Just...yeah. And it’s tiring, too! I refuse to fall asleep again, but I’m still trying to function normally as “awakely” as I can. It was either Calvin or Luther who once said “If I knew the world was ending tomorrow, I would still plant a tree today.” So I’m trying to keep on planting and tending my gardens I need to raise and school my children (somehow, in a divided sheep/shrew home that is oh, so lonely - how DO I survive THAT?), and I’m continuing to learn new things (highland dance with my children) be challenged and grow and even find joy in the midst of it all. But always, at the back of my mind, is “when is he going to die?” So I make my back-up plans. “Will I have to take in friends’ orphaned children?” So I imagine what that will be like. And then I wonder if I AM crazy. I know I’m not. I’ve always been a little bit this way - you kind of naturally get there when you lose a parent suddenly as a 12 year old, sudden spousal loss was always par for the course in my mind... The world will never, can never be the same again. I can’t let it for my children’s sake. I don’t want the world to go back to what it was, because it was false. It was all a facade. Maybe that was socially easier, but then again, I never felt like I fit into it anyway.
As usual, I agree with everything you said. And the comments are right on too. I don't have anything to add, except to say that I am glad I am old.
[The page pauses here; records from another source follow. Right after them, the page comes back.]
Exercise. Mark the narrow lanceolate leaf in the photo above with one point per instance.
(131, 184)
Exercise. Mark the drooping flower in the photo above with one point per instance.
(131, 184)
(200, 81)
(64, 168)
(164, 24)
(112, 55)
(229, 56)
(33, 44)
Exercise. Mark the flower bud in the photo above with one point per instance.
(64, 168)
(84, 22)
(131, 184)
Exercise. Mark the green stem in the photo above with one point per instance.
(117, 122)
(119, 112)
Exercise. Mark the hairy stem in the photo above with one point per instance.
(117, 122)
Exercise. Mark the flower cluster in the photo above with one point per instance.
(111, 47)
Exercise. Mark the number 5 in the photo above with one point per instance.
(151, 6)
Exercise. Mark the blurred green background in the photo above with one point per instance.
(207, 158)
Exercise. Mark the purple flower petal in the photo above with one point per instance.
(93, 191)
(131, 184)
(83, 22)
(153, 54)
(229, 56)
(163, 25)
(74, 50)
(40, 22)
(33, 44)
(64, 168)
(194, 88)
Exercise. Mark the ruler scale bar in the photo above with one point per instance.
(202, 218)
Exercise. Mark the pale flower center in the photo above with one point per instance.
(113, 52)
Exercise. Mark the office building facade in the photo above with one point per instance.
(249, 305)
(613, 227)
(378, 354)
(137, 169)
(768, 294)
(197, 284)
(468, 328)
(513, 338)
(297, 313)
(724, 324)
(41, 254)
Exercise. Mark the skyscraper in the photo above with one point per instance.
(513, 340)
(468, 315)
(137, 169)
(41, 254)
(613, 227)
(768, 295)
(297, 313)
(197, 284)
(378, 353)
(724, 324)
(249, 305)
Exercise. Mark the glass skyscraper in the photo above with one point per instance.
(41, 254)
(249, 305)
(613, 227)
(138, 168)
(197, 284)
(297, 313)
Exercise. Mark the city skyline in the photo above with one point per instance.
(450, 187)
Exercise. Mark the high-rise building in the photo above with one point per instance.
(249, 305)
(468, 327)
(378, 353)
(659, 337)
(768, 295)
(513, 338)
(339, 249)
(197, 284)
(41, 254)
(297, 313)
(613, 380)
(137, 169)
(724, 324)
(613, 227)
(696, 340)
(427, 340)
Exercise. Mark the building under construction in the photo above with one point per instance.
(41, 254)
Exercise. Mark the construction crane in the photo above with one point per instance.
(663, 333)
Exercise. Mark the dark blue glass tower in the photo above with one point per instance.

Thanks for the article Todd. Oh man, I totally get you when you say that you have this wish for bad things to happen. Why isn't it obvious yet? People getting cancers and massive health issues and not even questioning where it might have come from. Scratching their heads saying they don't understand because they have always been so healthy. Or their loved one has been a picture of health. Over 130 docs dead now. 7 pilots collapse in the month of March. The poisoning of land and skies (Don't Look Up!) and the destruction of animals and food factories. Not to mention the poisoning of children's minds with porn and trans crap. Good god.....I am so disappointed in people. Especially Canadians who seem to be more passive than the rest of the world. Or maybe as passive as the Jewish people in Israel.
I want my life back too.....to just go to work and have some fun on my days off. So hard to do knowing what's coming. It's like living in a chess game......always trying to figure out the next move.
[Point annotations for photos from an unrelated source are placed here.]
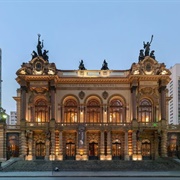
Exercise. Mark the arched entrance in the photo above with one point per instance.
(40, 150)
(93, 151)
(12, 145)
(116, 150)
(146, 149)
(70, 151)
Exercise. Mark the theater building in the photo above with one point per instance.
(90, 114)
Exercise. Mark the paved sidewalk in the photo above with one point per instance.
(91, 174)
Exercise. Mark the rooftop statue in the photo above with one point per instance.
(39, 50)
(81, 65)
(147, 46)
(39, 46)
(104, 65)
(152, 54)
(141, 55)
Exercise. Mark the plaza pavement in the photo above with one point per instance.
(167, 168)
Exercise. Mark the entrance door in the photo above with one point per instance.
(70, 151)
(93, 151)
(40, 150)
(116, 150)
(12, 145)
(146, 149)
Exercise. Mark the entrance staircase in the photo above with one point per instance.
(162, 164)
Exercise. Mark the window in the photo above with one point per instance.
(145, 111)
(70, 111)
(116, 111)
(93, 111)
(41, 111)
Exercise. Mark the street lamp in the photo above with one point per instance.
(3, 115)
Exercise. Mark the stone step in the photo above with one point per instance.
(95, 165)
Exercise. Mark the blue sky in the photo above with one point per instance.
(82, 29)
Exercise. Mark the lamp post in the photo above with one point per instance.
(3, 115)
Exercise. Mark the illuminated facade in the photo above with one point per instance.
(90, 114)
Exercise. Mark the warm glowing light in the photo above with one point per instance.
(81, 152)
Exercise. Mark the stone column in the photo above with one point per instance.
(163, 102)
(60, 145)
(134, 103)
(52, 90)
(52, 155)
(109, 144)
(30, 145)
(102, 157)
(23, 102)
(126, 152)
(156, 145)
(47, 145)
(134, 144)
(2, 141)
(23, 145)
(164, 143)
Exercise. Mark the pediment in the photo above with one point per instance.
(149, 66)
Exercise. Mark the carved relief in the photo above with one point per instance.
(81, 95)
(105, 95)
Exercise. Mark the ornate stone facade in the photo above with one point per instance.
(90, 114)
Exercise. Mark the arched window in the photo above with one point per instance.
(116, 111)
(70, 111)
(93, 111)
(41, 111)
(145, 111)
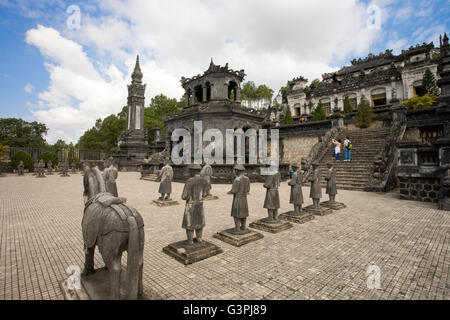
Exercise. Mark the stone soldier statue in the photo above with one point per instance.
(110, 175)
(165, 176)
(20, 169)
(194, 215)
(49, 167)
(240, 189)
(296, 189)
(35, 168)
(41, 167)
(316, 189)
(272, 200)
(331, 182)
(207, 173)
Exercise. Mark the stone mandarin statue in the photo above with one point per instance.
(272, 200)
(316, 189)
(240, 189)
(194, 215)
(20, 167)
(296, 182)
(165, 176)
(110, 174)
(207, 173)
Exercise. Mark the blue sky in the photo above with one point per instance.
(67, 78)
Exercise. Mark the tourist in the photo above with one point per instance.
(337, 149)
(347, 149)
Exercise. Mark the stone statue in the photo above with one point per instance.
(49, 167)
(194, 215)
(114, 227)
(35, 168)
(41, 169)
(331, 182)
(207, 173)
(316, 189)
(20, 169)
(110, 175)
(272, 200)
(296, 189)
(239, 209)
(165, 176)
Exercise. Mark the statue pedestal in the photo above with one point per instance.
(210, 197)
(321, 211)
(165, 203)
(238, 239)
(299, 218)
(96, 287)
(333, 205)
(270, 226)
(187, 254)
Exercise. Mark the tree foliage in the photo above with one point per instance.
(364, 114)
(105, 134)
(21, 156)
(319, 113)
(288, 117)
(250, 91)
(429, 83)
(347, 106)
(49, 156)
(416, 102)
(20, 133)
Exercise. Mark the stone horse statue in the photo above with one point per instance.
(114, 227)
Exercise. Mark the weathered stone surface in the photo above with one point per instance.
(321, 211)
(270, 226)
(333, 205)
(301, 218)
(165, 203)
(188, 254)
(238, 239)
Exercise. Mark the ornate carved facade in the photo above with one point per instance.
(382, 79)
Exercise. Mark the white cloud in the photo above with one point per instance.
(28, 88)
(272, 40)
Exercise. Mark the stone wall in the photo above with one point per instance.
(419, 189)
(295, 148)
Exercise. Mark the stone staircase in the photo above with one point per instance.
(355, 174)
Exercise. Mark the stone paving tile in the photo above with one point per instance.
(326, 258)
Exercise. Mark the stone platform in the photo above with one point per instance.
(238, 239)
(165, 203)
(300, 218)
(272, 226)
(188, 254)
(322, 211)
(333, 205)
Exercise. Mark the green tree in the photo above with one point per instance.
(347, 107)
(288, 118)
(364, 114)
(429, 83)
(319, 113)
(20, 133)
(49, 156)
(21, 156)
(416, 102)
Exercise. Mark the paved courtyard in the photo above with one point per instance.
(327, 258)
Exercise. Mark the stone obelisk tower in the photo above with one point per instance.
(134, 142)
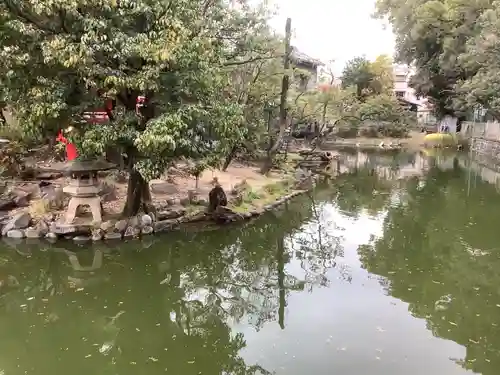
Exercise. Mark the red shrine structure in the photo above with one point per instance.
(99, 116)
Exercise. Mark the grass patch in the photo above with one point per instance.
(251, 199)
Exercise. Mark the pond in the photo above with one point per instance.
(390, 269)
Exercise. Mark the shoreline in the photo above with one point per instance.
(245, 202)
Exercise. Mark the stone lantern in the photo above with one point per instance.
(83, 187)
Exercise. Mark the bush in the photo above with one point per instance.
(370, 132)
(394, 130)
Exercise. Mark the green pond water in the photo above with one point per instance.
(393, 268)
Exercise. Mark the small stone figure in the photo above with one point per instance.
(217, 197)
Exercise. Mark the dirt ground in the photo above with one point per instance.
(176, 184)
(173, 185)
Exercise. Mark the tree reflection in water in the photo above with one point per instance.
(438, 252)
(167, 307)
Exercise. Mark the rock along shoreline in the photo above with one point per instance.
(22, 226)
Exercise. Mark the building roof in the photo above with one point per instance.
(301, 57)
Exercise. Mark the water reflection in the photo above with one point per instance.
(367, 275)
(168, 307)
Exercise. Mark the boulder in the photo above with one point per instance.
(15, 233)
(147, 230)
(113, 236)
(54, 195)
(97, 234)
(131, 232)
(107, 226)
(81, 239)
(121, 225)
(165, 225)
(20, 220)
(146, 220)
(32, 233)
(42, 227)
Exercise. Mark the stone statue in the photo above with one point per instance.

Thank you again for the thoughtful article Todd. Here's hoping that some frogs start jumping out of the pot!
The technocratic society that they are aiming for cannot physically happen. Evil empires need energy and lots of it. A high-tech surveillance society is not going to be sustained on wind and solar power, and there aren't enough rare earth metals anyway.
In reality, our old existing infrastructure that was built a century ago is falling apart. In fact everything is falling apart. This is what will happen, a slow collapse. Like Rome. If we're lucky and well placed we'll be able to survive beyond the reach of the madmen whose insane fantasies are accelerating the collapse.
Two steps forward, one step back. That's what is happening at the moment. The work is not finished for them.
Why the sudden urgency to reset the system? Can we talk about about exoterical reset without talking esoteric reset that is upon us? Something is up and the evil forces in the rush to reset the system.
Sometimes I wish too to be ignorant and not too see the horror of the reset.
Sometimes I wish that I am wrong about it all.